Kültürün Değeri ve Anadolu - Cemil Taşkıran

Teknolojinin gittikçe artmasına paralel olarak yerküre üzerinde belirginleşen global etkileşim bütün kültürleri yıkıp ortak normlara kavuşturuyor.  Tabii ki bu durum Anadolu'daki mevcut kültürler üzerinde etkisini gösteriyor. Özellikle batı kaynaklı  kültürlerin bu sahada yoğunlaşması ve doğuya yayılması için bir köprü konumunda olup ilk uğradığı saha olması kültürel etkileri daha kolay aktarmasına ve mevcut olan ana kültüre de zarar vermesine neden olmaktadır. Tabiki kültür aktarımının iki boyutu vardır. Bunlar bilimsel ve sosyolojik sahada etkisini göstermektedir. Mamafih (bununla birlikte) Anadolu topraklarında yaşayan bir düşünür olarak daha çok batıdan gelen kültür aktarımının bilimsel sahada yaygınlaşmasını temenni ederim.  Lakin bu tür oluşumların etkisini belirgin bir şekilde geösterebilmesi için uzun yıllar geçmesi gerekmektedir.
     Yeni kültür ile mevcut kültürlerin aynı sahalarda yaşaması, genç kuşaklar ile önceki kuşaklar arasında çatışmlara yol açıyor. Örneğin kültürümüzde var olan geniş aile modeli yerini 3 ya da 4 kişilik aile modeline bırakmıştır. Bununla ata kültürü değerleri ikinci plana atılmış, ihtiyar kesime artık değer verilmemiştir, bu durum ailesel bağların da zayıflayan bir görüntüye sahip olmasına neden olmuştur. Esas neden olarak da maddesel öğelerin ön plana çıkması şüphe götürmez bir husustur.

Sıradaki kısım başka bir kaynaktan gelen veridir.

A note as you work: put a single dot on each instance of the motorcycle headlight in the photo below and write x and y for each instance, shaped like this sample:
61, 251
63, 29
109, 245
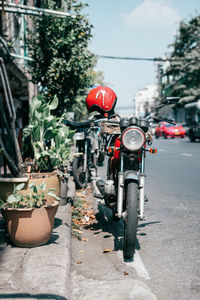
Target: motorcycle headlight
78, 136
133, 138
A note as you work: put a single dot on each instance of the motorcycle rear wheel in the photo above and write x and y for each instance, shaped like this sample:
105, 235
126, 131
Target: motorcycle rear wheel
80, 176
131, 222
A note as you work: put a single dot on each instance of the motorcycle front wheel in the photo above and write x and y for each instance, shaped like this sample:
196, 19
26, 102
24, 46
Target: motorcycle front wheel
131, 221
80, 176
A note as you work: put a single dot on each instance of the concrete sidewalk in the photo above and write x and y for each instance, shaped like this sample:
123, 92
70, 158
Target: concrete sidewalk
41, 272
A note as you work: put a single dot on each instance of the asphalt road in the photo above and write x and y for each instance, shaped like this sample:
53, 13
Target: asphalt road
169, 239
167, 261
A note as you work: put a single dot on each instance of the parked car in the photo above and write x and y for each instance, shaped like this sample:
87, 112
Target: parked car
169, 130
153, 128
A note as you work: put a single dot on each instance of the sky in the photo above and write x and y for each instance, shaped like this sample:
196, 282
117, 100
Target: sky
134, 28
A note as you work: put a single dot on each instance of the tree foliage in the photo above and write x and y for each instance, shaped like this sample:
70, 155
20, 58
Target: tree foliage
62, 64
184, 67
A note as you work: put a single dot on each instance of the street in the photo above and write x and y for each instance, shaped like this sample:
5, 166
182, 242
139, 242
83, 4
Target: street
167, 261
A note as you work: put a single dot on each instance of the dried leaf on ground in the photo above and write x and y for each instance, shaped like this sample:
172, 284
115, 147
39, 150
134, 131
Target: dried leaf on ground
126, 273
79, 231
84, 239
107, 250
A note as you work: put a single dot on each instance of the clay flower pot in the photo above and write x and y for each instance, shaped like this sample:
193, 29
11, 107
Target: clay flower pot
30, 227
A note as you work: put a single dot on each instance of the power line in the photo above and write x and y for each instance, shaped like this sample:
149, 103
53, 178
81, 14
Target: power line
155, 59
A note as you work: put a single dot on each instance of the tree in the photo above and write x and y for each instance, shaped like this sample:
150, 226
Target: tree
62, 64
184, 65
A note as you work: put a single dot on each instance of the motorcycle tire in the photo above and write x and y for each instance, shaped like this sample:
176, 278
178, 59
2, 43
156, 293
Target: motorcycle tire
131, 221
80, 176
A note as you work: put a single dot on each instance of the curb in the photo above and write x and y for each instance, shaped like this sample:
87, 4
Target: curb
41, 272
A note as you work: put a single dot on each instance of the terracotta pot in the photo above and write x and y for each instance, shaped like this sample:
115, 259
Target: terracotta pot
51, 180
7, 185
30, 227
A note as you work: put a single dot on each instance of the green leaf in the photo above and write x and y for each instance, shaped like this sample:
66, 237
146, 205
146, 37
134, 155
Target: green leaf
43, 186
20, 186
53, 195
13, 199
54, 103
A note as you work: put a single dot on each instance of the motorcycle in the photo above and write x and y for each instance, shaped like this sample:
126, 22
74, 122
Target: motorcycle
88, 150
127, 142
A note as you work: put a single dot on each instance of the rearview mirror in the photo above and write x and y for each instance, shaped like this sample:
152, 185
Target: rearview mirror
171, 100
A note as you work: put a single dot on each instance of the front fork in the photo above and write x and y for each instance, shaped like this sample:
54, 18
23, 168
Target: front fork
141, 185
142, 177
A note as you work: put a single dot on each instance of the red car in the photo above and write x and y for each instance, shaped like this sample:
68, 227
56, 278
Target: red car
169, 130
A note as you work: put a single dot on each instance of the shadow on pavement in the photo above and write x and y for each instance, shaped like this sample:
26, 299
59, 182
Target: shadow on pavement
29, 296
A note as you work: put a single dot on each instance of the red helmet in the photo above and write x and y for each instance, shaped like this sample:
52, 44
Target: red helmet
101, 99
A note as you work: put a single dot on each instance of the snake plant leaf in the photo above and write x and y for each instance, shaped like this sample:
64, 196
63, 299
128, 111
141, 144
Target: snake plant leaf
53, 195
54, 103
20, 186
43, 186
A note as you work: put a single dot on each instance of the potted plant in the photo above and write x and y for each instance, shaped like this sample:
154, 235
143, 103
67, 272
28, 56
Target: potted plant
46, 149
29, 216
50, 142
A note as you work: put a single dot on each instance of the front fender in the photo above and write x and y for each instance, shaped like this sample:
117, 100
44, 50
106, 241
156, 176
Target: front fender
132, 175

  Anadolu coğrafyasının belki de en önemli özelliği varolan kültürümüzün daha çok insanları birarada tutabilmesidir. Çünkü Anadolu'nun ruhu kültürüdür. Bu ruh olmadan insanların biraraya gelmesi ve ortak normlar etrafında yaşaması olanaksızdır. Bununla birlikte gittikçe artan teknolojik öğelerin, manevi öğeleri unutturması insanların toplumlardan kopup en ilkel tarzdaki bir yaşama kavuşmasına neden oluyor.
Son söz olarak: "Bizler -kültürüne bağlı kesim- bu durum karşı genç beyinleri uyandırmalı, onları bilgilendirmeliyiz. Kültürlerimizin önemini anlatıp bunu eğitim ve öğretim kurumlarında bir ders haline getirmeliyiz. Çünkü milletler  kültürleriyle yaşarlar, kimlikleriyle varolurlar. Bir millet için bir kültürün yıkılması o milletin çöküşü ve yok oluşudur.